Gaza, pour rien


-Why are you going to Gaza?

Elle injecte mon nom, et mes bonnes raisons, dans son système informatique compliqué.

Puis des portes en béton s'ouvrent, des interphones crachent des soupirs. Je sais, la comparaison est facile, mais au moins elle a le mérite de reposer sur du vécu: une prison moderne ne fonctionne pas différemment que l'engrenage du terminal d'Eretz.

De l'autre côté, c'est d'abord le pays de personne. Des hommes semblent broyés par des structures de béton absurdes. Ils ont vraiment un sourire d'au-delà, ces porteurs, deux fois plus nombreux que le total des gens autorisés à passer aujourd'hui.

Et puis, c'est l'avancée vers la ville. Beaucoup de voitures fonctionnent à l'huile de friture, et ça la sent jusque dans le coeur des frites, et ça sent la morue le long de l'interminable plage. Des gens se baignent quand même. Notre chauffeur avance:

- Prenez-moi avec vous. Je veux foutre le camp.

Jusque là, c'est lui qui nous emmène vers le coeur d'une lune où vivent plus d'un million et demi d'habitants. On dirait qu'ils ne sont que cinquante. Les rues sont vides, pas de trafic.

Gaza, l'humidité solidifie la chaleur. La mer ressasse. Le vent rabâche. Il se souvient de l'Egypte.

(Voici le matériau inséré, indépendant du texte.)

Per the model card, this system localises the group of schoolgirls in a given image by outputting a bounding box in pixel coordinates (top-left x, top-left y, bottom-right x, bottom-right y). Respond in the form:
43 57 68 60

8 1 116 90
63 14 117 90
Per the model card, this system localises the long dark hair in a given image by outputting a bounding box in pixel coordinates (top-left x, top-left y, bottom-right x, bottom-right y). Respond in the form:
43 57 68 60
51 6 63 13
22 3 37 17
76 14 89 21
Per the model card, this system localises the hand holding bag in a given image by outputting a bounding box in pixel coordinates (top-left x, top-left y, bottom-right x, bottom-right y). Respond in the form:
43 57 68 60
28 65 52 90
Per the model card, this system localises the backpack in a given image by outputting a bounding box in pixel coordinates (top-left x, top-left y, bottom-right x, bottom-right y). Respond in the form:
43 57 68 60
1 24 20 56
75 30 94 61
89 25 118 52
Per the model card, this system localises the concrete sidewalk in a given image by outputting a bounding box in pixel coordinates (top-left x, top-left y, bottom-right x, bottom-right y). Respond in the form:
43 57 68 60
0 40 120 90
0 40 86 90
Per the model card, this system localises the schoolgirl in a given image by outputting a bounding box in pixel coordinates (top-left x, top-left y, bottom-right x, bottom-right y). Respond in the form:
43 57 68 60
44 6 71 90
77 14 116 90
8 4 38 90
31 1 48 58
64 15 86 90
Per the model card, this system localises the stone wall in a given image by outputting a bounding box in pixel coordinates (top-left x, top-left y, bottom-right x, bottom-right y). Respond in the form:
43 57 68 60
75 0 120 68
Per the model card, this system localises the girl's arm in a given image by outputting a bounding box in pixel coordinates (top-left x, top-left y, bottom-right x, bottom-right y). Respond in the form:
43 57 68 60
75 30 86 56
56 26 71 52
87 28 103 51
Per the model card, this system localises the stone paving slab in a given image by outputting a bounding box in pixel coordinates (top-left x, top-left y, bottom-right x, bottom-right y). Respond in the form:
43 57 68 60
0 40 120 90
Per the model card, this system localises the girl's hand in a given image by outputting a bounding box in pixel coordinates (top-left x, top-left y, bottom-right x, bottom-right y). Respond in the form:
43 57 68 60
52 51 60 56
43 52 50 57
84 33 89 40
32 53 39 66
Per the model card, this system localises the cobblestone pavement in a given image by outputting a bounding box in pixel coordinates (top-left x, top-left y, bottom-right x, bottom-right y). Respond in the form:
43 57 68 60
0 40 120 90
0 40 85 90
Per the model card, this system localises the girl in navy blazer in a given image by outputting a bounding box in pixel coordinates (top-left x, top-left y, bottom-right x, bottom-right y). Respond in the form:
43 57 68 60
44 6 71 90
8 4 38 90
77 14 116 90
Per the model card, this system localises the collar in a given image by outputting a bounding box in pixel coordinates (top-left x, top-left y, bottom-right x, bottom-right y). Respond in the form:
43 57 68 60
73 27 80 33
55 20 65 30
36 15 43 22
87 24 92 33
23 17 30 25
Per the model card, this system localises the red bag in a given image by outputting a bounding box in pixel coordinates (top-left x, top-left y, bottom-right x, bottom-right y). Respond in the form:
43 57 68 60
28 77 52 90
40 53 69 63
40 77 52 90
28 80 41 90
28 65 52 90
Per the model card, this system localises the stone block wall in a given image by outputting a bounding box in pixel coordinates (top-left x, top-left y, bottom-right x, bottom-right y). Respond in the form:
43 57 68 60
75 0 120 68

-Belle, mais pas plus de deux semaines. Il y a quelque chose d'amusant chez les Egyptiens. Ils sortent, tombent amoureux, couchent avec les filles, boivent, parlent de tout, sauf de politique. Nous, c'est exactement le contraire: politique, politique, jusqu'à point d'heure, mais les filles...

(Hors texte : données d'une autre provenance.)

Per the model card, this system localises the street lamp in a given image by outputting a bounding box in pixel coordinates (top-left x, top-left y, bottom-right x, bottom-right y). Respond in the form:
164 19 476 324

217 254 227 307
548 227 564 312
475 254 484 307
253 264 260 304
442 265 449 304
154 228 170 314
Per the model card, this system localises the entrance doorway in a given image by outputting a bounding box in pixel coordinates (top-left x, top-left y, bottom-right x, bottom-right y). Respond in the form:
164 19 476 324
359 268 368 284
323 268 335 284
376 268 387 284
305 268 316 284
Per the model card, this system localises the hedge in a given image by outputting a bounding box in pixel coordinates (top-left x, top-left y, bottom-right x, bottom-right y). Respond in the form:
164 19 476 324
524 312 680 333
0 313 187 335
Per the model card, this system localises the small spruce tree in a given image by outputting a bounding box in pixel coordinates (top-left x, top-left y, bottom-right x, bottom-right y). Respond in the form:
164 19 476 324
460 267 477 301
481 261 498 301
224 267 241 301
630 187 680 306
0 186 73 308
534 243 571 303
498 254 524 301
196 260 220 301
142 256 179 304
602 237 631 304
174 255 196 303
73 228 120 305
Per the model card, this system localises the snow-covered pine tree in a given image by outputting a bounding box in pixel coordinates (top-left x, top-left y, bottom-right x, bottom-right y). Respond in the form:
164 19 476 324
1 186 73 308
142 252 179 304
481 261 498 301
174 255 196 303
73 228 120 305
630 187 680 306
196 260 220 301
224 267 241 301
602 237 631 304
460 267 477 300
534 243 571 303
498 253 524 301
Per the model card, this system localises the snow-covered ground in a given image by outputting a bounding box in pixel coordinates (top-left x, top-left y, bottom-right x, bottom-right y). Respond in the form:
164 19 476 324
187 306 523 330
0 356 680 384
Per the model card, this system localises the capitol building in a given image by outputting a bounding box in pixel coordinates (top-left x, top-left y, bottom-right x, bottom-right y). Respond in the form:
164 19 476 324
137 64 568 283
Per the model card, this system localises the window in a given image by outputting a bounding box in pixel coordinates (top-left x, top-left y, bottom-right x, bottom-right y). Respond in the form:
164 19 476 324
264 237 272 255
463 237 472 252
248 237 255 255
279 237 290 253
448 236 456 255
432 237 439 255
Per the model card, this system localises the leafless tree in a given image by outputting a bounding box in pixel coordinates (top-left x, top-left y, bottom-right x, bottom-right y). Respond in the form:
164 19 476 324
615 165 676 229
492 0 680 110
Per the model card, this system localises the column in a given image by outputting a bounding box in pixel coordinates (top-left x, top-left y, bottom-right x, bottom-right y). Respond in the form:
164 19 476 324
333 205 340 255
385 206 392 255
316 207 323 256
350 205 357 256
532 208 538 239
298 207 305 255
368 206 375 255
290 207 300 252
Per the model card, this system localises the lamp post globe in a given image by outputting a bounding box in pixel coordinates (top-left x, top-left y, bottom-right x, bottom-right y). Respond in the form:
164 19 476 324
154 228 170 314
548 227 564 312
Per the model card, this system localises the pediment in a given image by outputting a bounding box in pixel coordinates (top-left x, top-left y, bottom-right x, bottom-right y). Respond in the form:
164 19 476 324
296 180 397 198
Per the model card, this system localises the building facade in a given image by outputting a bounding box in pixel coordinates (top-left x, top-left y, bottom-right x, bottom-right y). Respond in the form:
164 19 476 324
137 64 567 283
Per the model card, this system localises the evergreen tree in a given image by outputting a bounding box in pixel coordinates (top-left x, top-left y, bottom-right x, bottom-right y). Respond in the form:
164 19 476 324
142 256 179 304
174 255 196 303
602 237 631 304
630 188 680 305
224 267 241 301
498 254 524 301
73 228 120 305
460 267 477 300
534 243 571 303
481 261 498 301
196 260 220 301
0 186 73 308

Les filles. Elles sont partout pourtant. Je pense: être une fille à Gaza...et puis je me rebiffe, sachant qu'elles aussi, elle savent se rebiffer. Comment parler d'elles? Je peux juste dire qu'elles sont là, et avec elles, une résistance.

Notre chauffeur continue de tourner jusqu'à ce que je comprenne. Il n'y a pas de sens à tout ça. Dans ma tête le taxi poursuit, parcourt les venelles et les vaisseaux, évite les vagues et les frondes de vent, les balles même, les gendarmes couchés, mon regard en croise d'autres, mais ces gens sont d'un autre monde. Je ne suis là pour rien.

- What have you done in Gaza?

Elle injecte mon nom, et mes bonnes raisons, dans son système informatique compliqué.